Ana ha cumplido treinta años y yo he perdido sus zapatos de fiesta. Eran el sueño de cualquier mujer: algo precioso, de buena calidad, todavía de moda, que, por alguna extraña razón, está marcado con un precio irrisorio. Italianos, de seda negra, con una rosa rodeada de hojitas con paillettes en el costado, casi junto al talón. Me los pidió ayer y fui incapaz de encontrarlos. Deberían estar guardados en mi armario y no sé qué he podido hacer con ellos; me he vuelto loca buscándolos. Anoche no dormí. Llegué a levantarme de madrugada para revolver en altillos atestados de objetos llenos de polvo, guardados y olvidados hace años. Estaba tan nerviosa que todo se escapaba de mis manos y se estrellaba contra el suelo, haciendo un ruido de mil demonios. Aun sabiendo que estaba a punto de despertar a todo el mundo, aun temiendo que alguien se levantara protestando hecho una furia, fui incapaz de parar.

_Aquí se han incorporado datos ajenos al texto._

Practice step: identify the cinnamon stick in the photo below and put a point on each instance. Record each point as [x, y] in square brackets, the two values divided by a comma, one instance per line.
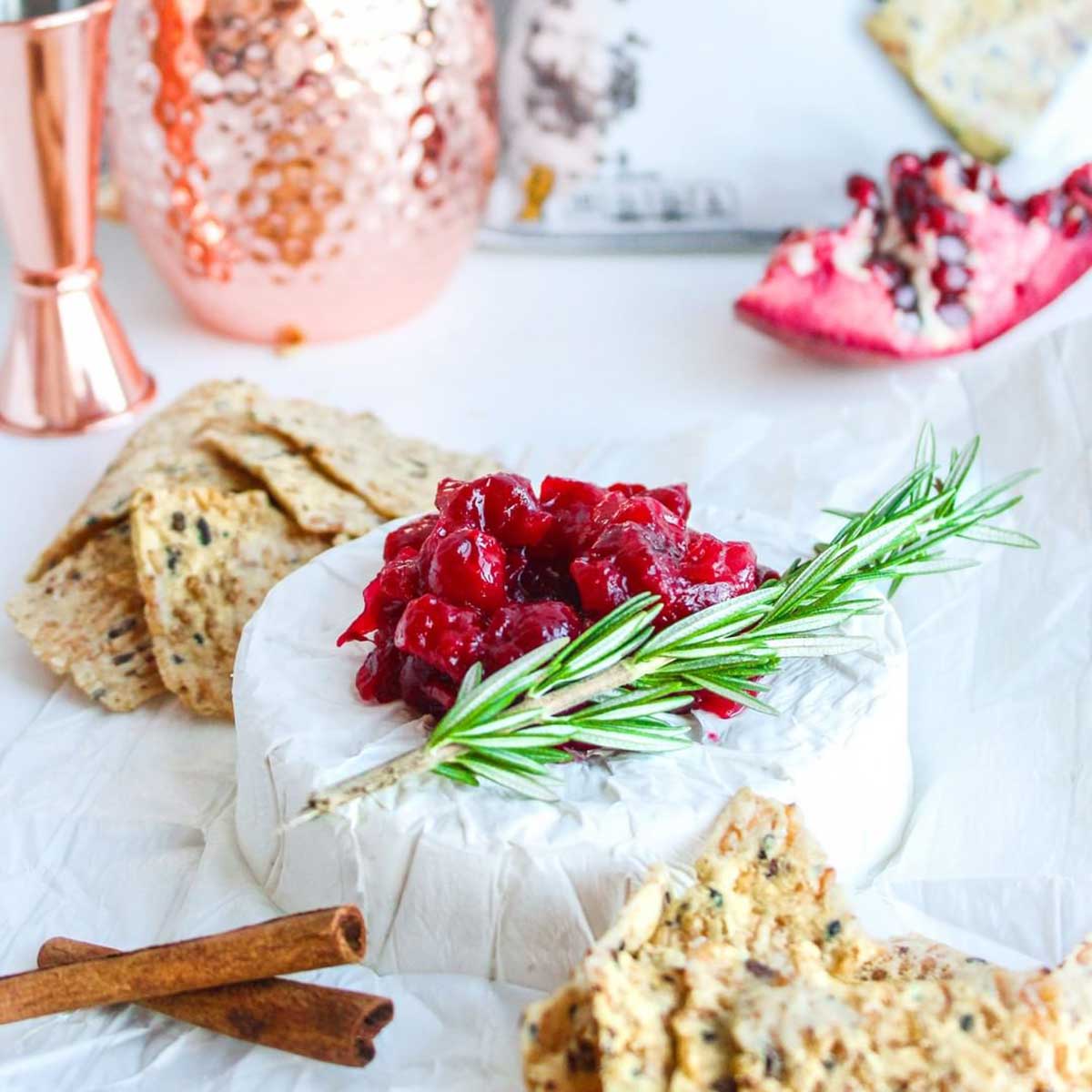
[298, 943]
[317, 1022]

Ana ha cumplido treinta años y no sé qué le pasa. Después de haber salido a todas horas cuando era adolescente, hoy, aunque aún tiene amigos, apenas los ve. Después de haber tenido cuatro novios, ahora está sola y no parece preocuparle. Hace años que me siento culpable: algo he hecho mal... o algo he dejado de hacer. Porque fue una niña tan sociable y tan popular... Era tan madura y tan inteligente... Pero un mal día, todo cambió: se encerró en sí misma y se volvió insegura y taciturna. Procuré hablar con ella, pero reaccionaba a cada intento con tanta cólera, con tal irritación, que acabé por rendirme. Debí esforzarme más. ¿Qué pude hacer? ¿Qué escondido resorte fui incapaz de encontrar para salvarla de sí misma?
Su abuela la ha telefoneado: quiere que pase por su casa porque tiene un regalo para ella. Y yo he pensado que aunque mañana mismo tuviera una hija, saltándose un noviazgo, una boda y nueve meses de embarazo, sería difícil que yo llegara a ver los treinta cumpleaños de mi nieta.
Hoy no tenía ganas de ir al supermercado, ni de hacer la comida, ni aun de levantarme. Me he sentido cansada todo el día. He tenido que obligarme a salir para comprarle una tarta y dos velas. Un tres y un cero. Me parecía demasiado triste romper esa costumbre. Pero, por primera vez, no le he tirado de las orejas, un tirón por año, como siempre he hecho. No tenía ánimos para nada. Claro que me he dormido después de amanecer. Y todo por unos zapatos.